Меня возмущало равнодушие, с которым воспринимались мои рассказы. А тут еще мать посоветовала задуматься самым серьезным образом о моем будущем. Ей, видите ли, не нравилась моя работа. Она хотела, чтобы я учился и нашел себе место получше. Она, наверное, думала, что мне нравится привинчивать дужки.

Попадья кривила в ухмылке рот:

— Подмастерьем заделался?

— Не ваше дело! — огрызался я.

В моей душе копилось недовольство собой и всем, что меня окружало. Меня ничто не радовало — ни высокая зарплата, ни новое пальто. Первое время я чувствовал себя в нем наследным принцем, а потом все чаще и чаще стал надевать шинель, которая верой и правдой служила мне почти два года, которая будила тревожные, но дорогие воспоминания. Шинель пахла порохом, землей, ржаными сухарями, густым гороховым супом, сваренным из концентратов. Еще совсем недавно эта шинель служила мне и одеялом, и подушкой, она защищала меня от холода и от дождя.

— Чего не носишь пальто? — спросила Катюша.

— Так, — ответил я.

— Не нравится? — с испугом спросила Катюша. — Если что не так, скажи. Мигом перешью.

— Не в этом дело, — пробормотал я.

— В чем же тогда?

— Не нравится мне дома.

— Чего же тебе не нравится? — удивилась Катюша.

— Все! Квартира наша не нравится, двор, работа. Не об этом я думал на фронте, не об этом мечтал. У вас, — я так и сказал «у вас», а не «у нас», — тут все по-старому, ничего не изменилось.

Напрасно Катюша говорила, что трудно жить всем, что еще очень многие не имеют и такого жилья, как наше, живут в землянках, — я не слушал ее. Мне было плохо!

— Да ты осмотрись получше! — воскликнула Катюша. — И у нас много перемен, маленьких, но много. Вон канаву к дому роют — газ прокладывать будут. Это ли не перемена? Представляешь, от керосинок и примусов избавимся! В коммерческих магазинах цены снизили. На карточки сейчас что хочешь бери — не то что два года назад, когда вместо масла яичный порошок выдавали, а вместо мяса — опять же его. Нет, Жорик, — ласково добавила Катюша, — жизнь к лучшему поворот делает, помаленьку, но делает. А ты больно нетерпеливый. Тебе все сразу вынь и положь. Так не бывает.

— Все равно плохо тут, неинтересно, — возразил я.
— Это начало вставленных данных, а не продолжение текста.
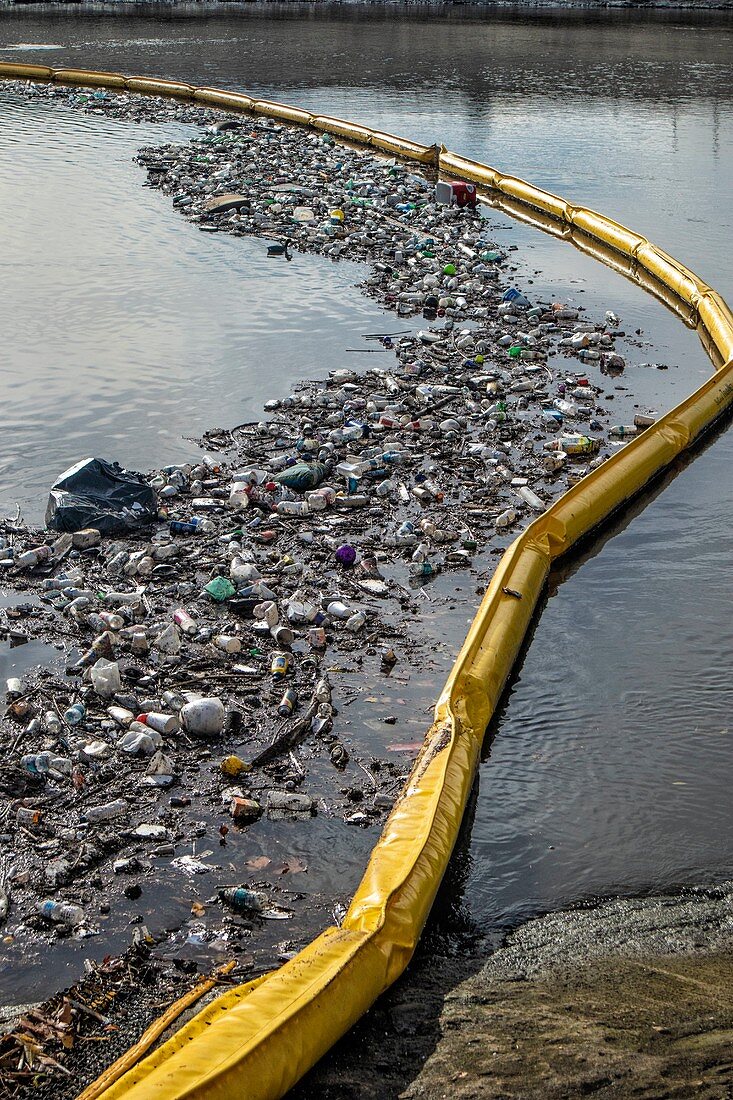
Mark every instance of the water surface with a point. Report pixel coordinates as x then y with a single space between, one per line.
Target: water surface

— Чушь! — Катюша рассмеялась. — С девушкой познакомься. В театр сходи или в кино.

— Зачем?

Катюша бросила на меня недоумевающий взгляд.

— Ты же молодой. Гуляй, пока гуляется. Женишься — не до гулянья будет.

— А я, может, не стану жениться.

Катюша вздохнула:

— Разбаловались вы на войне.

Я промолчал: мне было лестно, что Катюша считает меня мужчиной.

Хуже всего было вечером, когда возвращалась с работы мать. После ужина она садилась около меня и спрашивала:

— Что с тобой, сын? Ты, кажется, чем-то удручен? Я понимаю, тебе не нравится эта артель. Но кто виноват, что у тебя нет гражданской профессии? Ты даже не строгальщик, а всего лишь ученик строгальщика. Я бы на твоем месте снова пошла бы на завод. Строгальщик все же профессия.

Я вспоминал своего наставника, разнос, который он учинил мне, и отвечал:

— Нет! Этого не хочу!

Через несколько дней мать сказала:

— При нашей больнице подготовительные курсы для поступающих в медучилище организуются. Я уже говорила о тебе. Через три года фельдшером станешь.

— Это не для меня, — сказал я. Я очень гордился, что моя мать врач, но сам о медицинской карьере не помышлял. Меня мутило от одного вида крови. Даже госпиталь и фронт не помогли.

— А я говорю — запишись! — вспылила мать; она, когда это требовалось, умела показать свой характер.

— Нет, нет, нет! — Я распсиховался, хлопнул дверью, пошел слоняться по улице.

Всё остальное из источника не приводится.